A-Evolve-Training is the first publicly documented autonomous post-training run at frontier scale, filling the gap between GPT-2-class experiments and the 30B+ parameter range where compute economics resemble production infrastructure decisions rather than research prototypes.

Autoresearch and ml-intern established proof-of-concept at small scale. The 10-hour, 300-iteration budget is enough to produce measurable benchmark improvement on a 1.7B parameter target, as ml-intern’s Qwen3-1.7B results on GPQA demonstrate. A-Evolve-Training shows that the same architecture (agent workers, meta-level policy revision, external evaluation target) survives the move to 30B given the right structural constraints, placing 8th of roughly 4,000 entries on an external leaderboard with a score of 0.86 against a top human submission of 0.87.

The three design principles that let the loop survive four rounds are the most portable result here: fork from an immutable substrate, keep workers memory-free, bound the meta agent’s discretion by a frozen constitution. These apply to any autonomous training infrastructure where individual trials are expensive, and the paper’s explicit framing of why specialized agents handing off mid-states failed gives builders a concrete anti-pattern to avoid.

The proxy reversal detection is harder to generalize. It works in this setting because there is a clean external leaderboard to triangulate against when the internal dev metric starts drifting. In most real fine-tuning problems, that external signal either does not exist or arrives too slowly to serve as a live corrective.
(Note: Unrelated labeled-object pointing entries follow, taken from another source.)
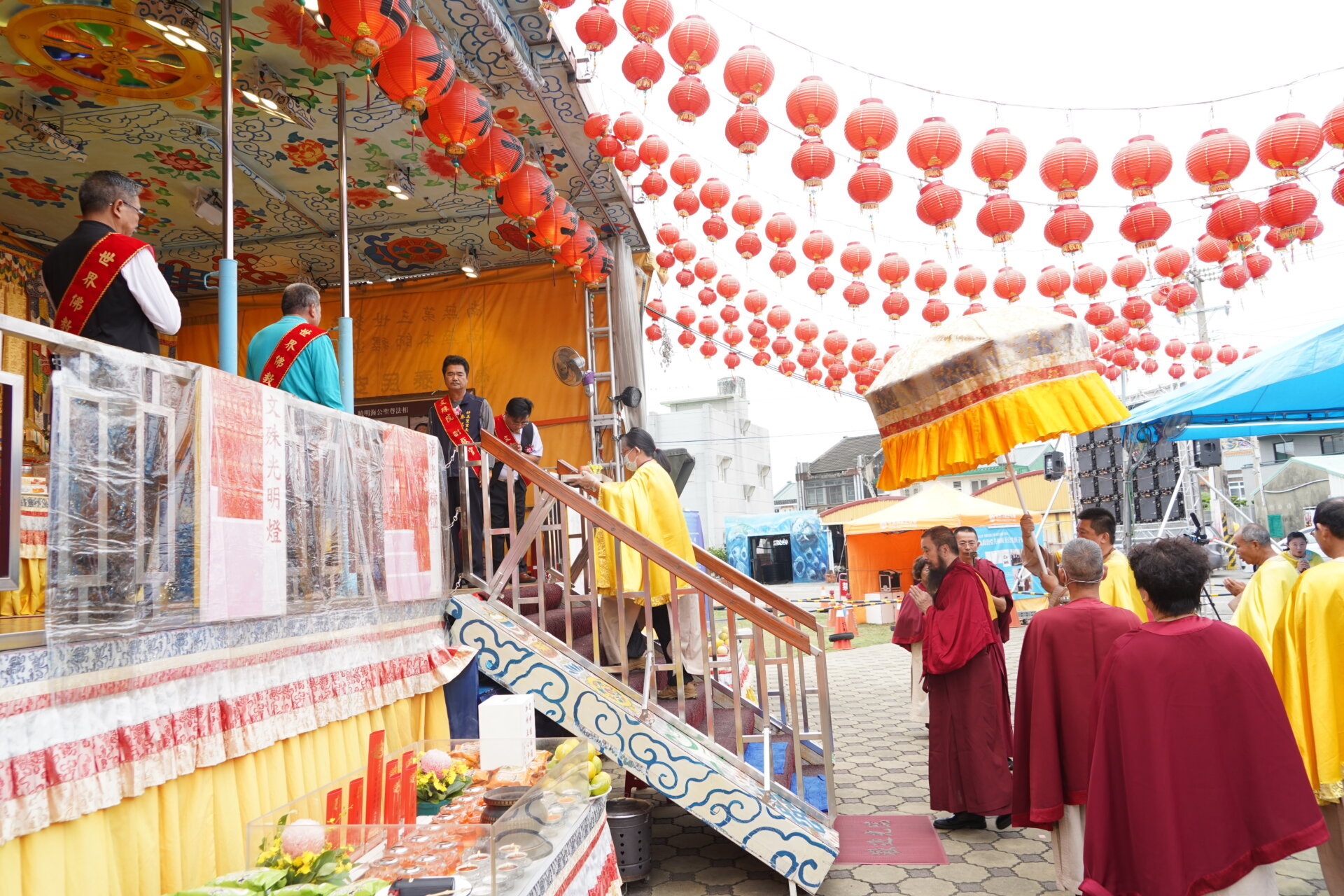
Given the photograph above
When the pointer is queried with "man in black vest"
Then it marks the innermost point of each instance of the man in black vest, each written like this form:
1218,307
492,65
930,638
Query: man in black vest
102,280
454,419
515,429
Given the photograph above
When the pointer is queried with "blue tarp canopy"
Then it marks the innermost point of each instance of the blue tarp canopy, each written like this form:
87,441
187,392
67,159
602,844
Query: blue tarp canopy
1294,387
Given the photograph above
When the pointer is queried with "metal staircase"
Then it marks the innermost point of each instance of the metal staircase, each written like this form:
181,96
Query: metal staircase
749,754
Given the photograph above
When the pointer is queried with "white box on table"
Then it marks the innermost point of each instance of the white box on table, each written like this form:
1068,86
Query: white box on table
508,731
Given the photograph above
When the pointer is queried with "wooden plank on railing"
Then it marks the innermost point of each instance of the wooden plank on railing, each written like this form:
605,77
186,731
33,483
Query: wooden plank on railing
736,577
683,570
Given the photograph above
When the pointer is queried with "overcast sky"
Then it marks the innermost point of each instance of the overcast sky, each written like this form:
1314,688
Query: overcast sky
1041,54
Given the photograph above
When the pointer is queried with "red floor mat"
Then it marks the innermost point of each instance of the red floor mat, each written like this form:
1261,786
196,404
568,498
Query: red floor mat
889,840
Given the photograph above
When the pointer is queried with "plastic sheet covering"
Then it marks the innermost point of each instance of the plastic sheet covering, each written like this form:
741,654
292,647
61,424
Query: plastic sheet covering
229,566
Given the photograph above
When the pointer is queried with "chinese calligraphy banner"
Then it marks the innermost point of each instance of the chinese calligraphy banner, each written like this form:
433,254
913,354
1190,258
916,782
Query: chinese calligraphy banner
889,840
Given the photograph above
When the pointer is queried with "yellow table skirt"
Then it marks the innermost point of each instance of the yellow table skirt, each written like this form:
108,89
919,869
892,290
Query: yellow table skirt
188,830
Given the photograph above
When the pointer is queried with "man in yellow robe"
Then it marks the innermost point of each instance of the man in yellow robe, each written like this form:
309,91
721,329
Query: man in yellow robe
648,504
1259,603
1310,668
1119,587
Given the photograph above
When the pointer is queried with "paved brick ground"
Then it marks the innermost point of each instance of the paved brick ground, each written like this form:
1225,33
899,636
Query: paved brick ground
881,769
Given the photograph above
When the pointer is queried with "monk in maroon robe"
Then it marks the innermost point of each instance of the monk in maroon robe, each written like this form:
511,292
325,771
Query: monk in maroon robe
1060,659
1196,785
969,726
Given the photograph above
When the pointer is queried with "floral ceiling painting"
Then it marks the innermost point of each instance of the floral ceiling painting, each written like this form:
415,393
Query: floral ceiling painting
163,131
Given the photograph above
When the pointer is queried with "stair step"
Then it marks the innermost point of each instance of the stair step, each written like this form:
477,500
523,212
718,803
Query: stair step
673,757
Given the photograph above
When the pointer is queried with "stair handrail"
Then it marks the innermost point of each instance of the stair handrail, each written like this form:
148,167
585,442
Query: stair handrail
678,567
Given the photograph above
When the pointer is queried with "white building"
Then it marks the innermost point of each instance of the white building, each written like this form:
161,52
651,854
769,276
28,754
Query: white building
732,454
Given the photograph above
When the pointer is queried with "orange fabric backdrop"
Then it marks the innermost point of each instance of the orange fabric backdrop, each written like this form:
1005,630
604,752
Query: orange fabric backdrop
870,554
505,323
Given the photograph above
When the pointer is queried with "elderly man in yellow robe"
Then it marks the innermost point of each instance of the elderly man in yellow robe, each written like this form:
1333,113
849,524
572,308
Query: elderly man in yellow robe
1259,603
647,503
1310,669
1119,587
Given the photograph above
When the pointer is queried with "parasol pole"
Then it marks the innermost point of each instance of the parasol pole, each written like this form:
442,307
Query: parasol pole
346,332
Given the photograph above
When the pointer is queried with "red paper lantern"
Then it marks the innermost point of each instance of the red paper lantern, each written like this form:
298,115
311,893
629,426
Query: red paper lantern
999,158
715,195
526,195
1128,273
685,171
596,29
596,125
748,245
495,159
780,230
1211,250
1236,276
369,27
654,184
1288,209
1000,218
1234,219
812,105
895,305
1144,225
783,262
969,282
813,163
855,260
1289,144
460,120
818,246
1068,229
857,293
1140,166
643,66
692,43
1053,282
1009,284
870,128
933,147
892,269
870,186
689,99
939,204
417,70
930,279
934,312
1259,265
1089,280
1171,262
748,74
746,130
686,203
1218,159
1068,167
820,280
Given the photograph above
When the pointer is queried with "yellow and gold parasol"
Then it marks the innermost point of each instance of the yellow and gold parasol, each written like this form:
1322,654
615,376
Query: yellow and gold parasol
983,384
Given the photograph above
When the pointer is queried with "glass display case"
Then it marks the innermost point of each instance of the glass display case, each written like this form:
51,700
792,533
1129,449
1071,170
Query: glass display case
496,832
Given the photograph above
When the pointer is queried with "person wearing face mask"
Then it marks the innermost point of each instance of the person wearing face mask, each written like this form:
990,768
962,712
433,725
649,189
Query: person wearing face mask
648,503
1060,659
102,280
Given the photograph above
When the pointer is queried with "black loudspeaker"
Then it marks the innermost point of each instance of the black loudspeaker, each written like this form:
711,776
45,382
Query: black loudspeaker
1209,453
1054,465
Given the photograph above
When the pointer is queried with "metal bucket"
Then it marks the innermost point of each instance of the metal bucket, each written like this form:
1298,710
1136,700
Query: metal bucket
632,833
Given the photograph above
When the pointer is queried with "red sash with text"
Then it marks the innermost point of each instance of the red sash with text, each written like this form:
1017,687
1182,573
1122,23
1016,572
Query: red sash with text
96,274
286,349
454,426
504,434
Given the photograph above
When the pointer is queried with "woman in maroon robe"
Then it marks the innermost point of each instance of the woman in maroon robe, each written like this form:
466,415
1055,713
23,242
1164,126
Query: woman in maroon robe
909,634
1196,785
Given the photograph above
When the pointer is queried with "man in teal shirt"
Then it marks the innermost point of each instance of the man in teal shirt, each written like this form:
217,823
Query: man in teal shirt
293,354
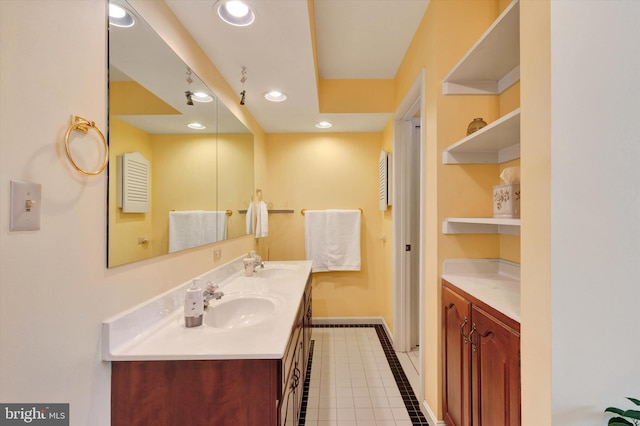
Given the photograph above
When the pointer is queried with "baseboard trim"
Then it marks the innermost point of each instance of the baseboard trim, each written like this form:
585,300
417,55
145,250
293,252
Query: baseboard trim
431,418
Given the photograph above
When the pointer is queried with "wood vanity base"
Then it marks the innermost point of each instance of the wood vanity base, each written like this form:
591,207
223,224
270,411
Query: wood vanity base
220,392
233,392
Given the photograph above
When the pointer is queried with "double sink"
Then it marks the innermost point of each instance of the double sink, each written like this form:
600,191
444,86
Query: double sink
253,320
242,309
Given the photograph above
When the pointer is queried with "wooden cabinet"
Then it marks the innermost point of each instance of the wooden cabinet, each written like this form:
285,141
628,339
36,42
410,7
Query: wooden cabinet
238,392
481,362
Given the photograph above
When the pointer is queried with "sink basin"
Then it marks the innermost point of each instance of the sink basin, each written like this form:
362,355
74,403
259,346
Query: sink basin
240,310
276,271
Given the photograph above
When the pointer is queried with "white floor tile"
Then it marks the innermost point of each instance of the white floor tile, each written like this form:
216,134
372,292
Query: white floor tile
351,383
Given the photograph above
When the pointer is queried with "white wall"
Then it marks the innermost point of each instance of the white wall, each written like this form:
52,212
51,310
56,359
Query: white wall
54,287
595,202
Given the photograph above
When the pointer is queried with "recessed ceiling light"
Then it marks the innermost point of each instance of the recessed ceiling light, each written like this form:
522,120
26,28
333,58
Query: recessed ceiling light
275,96
201,97
235,12
323,124
119,16
196,126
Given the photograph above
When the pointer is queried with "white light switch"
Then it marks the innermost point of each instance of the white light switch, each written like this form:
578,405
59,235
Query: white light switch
25,206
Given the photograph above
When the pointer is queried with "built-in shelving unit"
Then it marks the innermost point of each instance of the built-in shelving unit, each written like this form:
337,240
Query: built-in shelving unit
492,65
481,225
495,143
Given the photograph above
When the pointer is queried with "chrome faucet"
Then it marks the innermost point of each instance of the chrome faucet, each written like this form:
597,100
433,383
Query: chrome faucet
211,293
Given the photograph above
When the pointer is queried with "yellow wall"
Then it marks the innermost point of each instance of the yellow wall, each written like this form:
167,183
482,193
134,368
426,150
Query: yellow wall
386,231
235,178
535,296
178,186
446,32
126,228
323,171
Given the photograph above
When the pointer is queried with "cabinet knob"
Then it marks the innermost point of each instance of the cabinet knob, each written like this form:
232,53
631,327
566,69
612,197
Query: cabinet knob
473,330
464,338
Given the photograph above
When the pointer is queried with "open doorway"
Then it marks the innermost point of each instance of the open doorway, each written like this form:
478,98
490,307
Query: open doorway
408,229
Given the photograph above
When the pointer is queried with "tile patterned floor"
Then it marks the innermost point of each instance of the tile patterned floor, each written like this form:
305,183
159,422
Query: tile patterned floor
355,379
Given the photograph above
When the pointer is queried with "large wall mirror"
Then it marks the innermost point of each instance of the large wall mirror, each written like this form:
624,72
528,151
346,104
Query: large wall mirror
171,187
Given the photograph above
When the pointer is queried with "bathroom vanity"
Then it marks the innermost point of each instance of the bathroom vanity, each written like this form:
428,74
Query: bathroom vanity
481,342
234,369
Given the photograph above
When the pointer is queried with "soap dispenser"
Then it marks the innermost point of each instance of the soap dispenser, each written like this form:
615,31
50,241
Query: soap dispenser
193,305
249,265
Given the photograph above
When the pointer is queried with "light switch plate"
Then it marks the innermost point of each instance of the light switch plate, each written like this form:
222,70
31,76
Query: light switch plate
25,206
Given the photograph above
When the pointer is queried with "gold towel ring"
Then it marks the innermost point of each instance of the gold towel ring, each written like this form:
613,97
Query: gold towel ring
83,125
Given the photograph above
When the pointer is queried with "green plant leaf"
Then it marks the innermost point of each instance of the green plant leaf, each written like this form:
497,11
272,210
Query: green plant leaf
632,414
634,400
619,421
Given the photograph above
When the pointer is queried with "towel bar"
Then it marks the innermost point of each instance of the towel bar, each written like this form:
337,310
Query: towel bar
303,210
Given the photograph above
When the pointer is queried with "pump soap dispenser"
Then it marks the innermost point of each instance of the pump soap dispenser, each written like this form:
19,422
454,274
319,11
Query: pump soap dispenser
193,305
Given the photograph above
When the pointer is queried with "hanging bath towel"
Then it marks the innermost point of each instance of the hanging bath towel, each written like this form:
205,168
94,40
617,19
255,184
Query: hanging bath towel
343,240
249,225
315,239
262,220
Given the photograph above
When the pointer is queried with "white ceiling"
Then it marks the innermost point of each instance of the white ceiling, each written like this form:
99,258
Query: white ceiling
356,39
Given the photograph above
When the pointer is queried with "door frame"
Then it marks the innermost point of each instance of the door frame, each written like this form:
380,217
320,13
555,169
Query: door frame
413,101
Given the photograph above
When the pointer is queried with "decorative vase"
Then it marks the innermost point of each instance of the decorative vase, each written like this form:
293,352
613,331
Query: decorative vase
475,125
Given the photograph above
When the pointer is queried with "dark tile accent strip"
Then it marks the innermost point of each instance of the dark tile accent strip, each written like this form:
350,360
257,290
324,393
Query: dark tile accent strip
305,389
409,398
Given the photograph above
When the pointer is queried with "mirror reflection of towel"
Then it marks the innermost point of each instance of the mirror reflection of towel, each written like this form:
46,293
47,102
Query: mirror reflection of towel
193,228
262,220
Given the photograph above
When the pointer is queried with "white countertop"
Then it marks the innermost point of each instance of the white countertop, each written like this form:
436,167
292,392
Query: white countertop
496,282
155,330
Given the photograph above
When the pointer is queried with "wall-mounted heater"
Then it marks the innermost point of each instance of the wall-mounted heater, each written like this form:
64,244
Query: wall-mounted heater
133,183
384,197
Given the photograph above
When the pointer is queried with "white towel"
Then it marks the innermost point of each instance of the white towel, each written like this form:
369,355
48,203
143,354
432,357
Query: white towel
214,226
262,220
185,229
315,239
249,225
343,240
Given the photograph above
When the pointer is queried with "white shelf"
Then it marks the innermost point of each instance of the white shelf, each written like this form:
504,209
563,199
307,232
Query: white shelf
492,65
495,143
481,225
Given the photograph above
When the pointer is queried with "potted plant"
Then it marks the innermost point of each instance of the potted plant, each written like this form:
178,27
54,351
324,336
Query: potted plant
625,417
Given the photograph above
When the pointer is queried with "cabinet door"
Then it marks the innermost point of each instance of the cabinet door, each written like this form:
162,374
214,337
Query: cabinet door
456,315
496,372
288,411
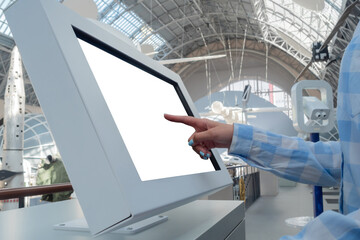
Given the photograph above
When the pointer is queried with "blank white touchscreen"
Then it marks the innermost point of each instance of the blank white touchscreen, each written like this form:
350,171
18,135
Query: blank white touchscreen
137,101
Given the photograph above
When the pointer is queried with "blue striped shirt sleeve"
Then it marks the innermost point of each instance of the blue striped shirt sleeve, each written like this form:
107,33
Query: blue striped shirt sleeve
331,225
288,157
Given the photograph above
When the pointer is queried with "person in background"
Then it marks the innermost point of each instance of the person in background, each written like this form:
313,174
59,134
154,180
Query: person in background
320,164
52,171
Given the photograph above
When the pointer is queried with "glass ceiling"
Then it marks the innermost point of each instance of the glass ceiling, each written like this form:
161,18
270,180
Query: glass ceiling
288,18
300,24
114,13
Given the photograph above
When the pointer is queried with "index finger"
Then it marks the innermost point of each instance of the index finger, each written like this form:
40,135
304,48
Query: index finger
190,121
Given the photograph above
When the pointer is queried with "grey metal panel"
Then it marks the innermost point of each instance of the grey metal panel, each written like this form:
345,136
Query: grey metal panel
238,233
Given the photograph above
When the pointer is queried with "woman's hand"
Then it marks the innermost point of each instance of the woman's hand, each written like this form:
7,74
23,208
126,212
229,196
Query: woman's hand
208,134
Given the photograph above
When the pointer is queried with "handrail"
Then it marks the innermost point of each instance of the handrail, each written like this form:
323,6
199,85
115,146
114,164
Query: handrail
8,193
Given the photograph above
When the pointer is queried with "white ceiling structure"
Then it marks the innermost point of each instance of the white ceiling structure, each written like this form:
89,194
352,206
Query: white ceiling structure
282,30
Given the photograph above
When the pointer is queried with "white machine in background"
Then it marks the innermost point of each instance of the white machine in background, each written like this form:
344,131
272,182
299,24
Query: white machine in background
319,112
14,110
319,119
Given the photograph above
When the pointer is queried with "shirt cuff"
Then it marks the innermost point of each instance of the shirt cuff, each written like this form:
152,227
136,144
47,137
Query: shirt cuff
242,140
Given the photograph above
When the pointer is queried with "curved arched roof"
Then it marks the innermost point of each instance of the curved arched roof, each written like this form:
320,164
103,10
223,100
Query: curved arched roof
177,28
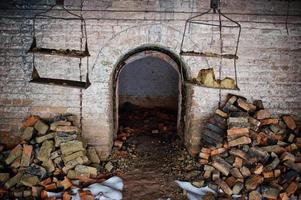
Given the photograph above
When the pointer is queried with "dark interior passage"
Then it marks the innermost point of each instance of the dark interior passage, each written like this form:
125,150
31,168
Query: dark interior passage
148,107
149,82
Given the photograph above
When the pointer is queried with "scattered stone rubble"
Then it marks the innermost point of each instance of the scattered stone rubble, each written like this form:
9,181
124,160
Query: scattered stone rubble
50,156
247,151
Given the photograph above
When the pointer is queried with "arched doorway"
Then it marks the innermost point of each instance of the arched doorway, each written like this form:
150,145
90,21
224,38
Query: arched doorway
165,56
150,158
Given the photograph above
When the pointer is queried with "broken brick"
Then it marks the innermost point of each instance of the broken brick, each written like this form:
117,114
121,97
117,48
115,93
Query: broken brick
290,122
45,150
30,121
14,154
41,127
253,182
27,133
26,155
29,180
71,147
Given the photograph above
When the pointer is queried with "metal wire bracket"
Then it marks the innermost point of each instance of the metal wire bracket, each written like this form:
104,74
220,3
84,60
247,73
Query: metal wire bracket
222,18
34,49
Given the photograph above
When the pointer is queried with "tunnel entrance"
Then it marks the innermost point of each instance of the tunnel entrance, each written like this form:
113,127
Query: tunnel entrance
149,107
148,91
150,78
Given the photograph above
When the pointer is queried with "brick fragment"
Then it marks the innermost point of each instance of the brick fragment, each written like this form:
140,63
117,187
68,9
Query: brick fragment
29,180
237,188
92,155
269,192
238,162
82,169
67,129
54,125
44,137
26,155
27,133
41,127
254,195
291,189
45,150
234,133
290,122
14,180
245,105
221,113
30,121
253,182
73,156
14,154
224,186
4,177
262,114
240,141
71,147
36,170
221,165
66,183
269,121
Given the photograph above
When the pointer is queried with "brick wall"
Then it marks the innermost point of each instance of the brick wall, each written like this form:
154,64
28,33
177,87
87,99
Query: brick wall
268,65
150,82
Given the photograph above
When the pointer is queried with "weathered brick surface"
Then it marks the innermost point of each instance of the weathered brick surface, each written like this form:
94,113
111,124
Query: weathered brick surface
268,65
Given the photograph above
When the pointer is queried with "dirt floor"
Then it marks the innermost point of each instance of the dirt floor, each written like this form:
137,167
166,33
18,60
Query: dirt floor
153,157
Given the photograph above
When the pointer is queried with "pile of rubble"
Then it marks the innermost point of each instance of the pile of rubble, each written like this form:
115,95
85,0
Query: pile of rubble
248,152
50,156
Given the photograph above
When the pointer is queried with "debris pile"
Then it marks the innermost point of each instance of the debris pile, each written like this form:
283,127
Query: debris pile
50,156
246,151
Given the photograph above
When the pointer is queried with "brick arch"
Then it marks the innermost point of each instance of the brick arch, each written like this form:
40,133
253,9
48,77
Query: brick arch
98,113
158,52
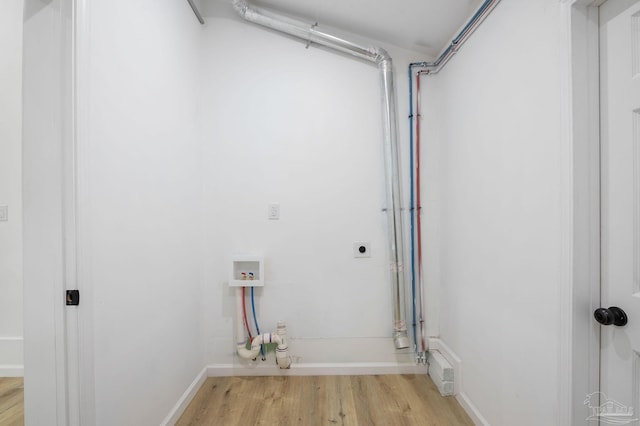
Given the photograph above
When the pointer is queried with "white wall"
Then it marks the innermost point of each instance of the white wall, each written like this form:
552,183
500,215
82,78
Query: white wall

Detecting proxy decay without a reliable real-time external target is probably the more consequential open problem, and the 0.01 gap to first place on the leaderboard, while auditable, does not resolve it.

Frequently Asked Questions

How does A-Evolve’s four-round budget compare to ml-intern’s 300 iterations?

ml-intern completes roughly 300 iterations in under 10 hours because each step on a 1.7B model costs minutes; A-Evolve completes four rounds over multiple weeks because each 30B trial is a full training run. The roughly 75 to 1 iteration ratio is the direct compute-cost consequence of the parameter jump, not a difference in loop design.

What is the minimum compute footprint to run the N=8 worker design?

Each of the eight parallel workers needs a full multi-H200 GPU slice running a complete 30B post-training recipe, not a shared cluster. The meta agent reasons over the distribution of eight simultaneous results, so the floor is eight parallel frontier-class slices per round, which puts the homogeneous worker design out of reach for single-node teams.

Why can’t the 120B and 550B runs validate the system’s effectiveness?

The Nemotron-Reasoning Challenge has no public human baseline at 120B or 550B, so those runs only prove the infrastructure completes end to end. The proxy reversal and search-policy revisions at those sizes cannot be judged as improvements rather than neutral drift without a human comparison score, which is why the authors fence those results off from capability claims.

What happens if the external leaderboard target is itself gameable?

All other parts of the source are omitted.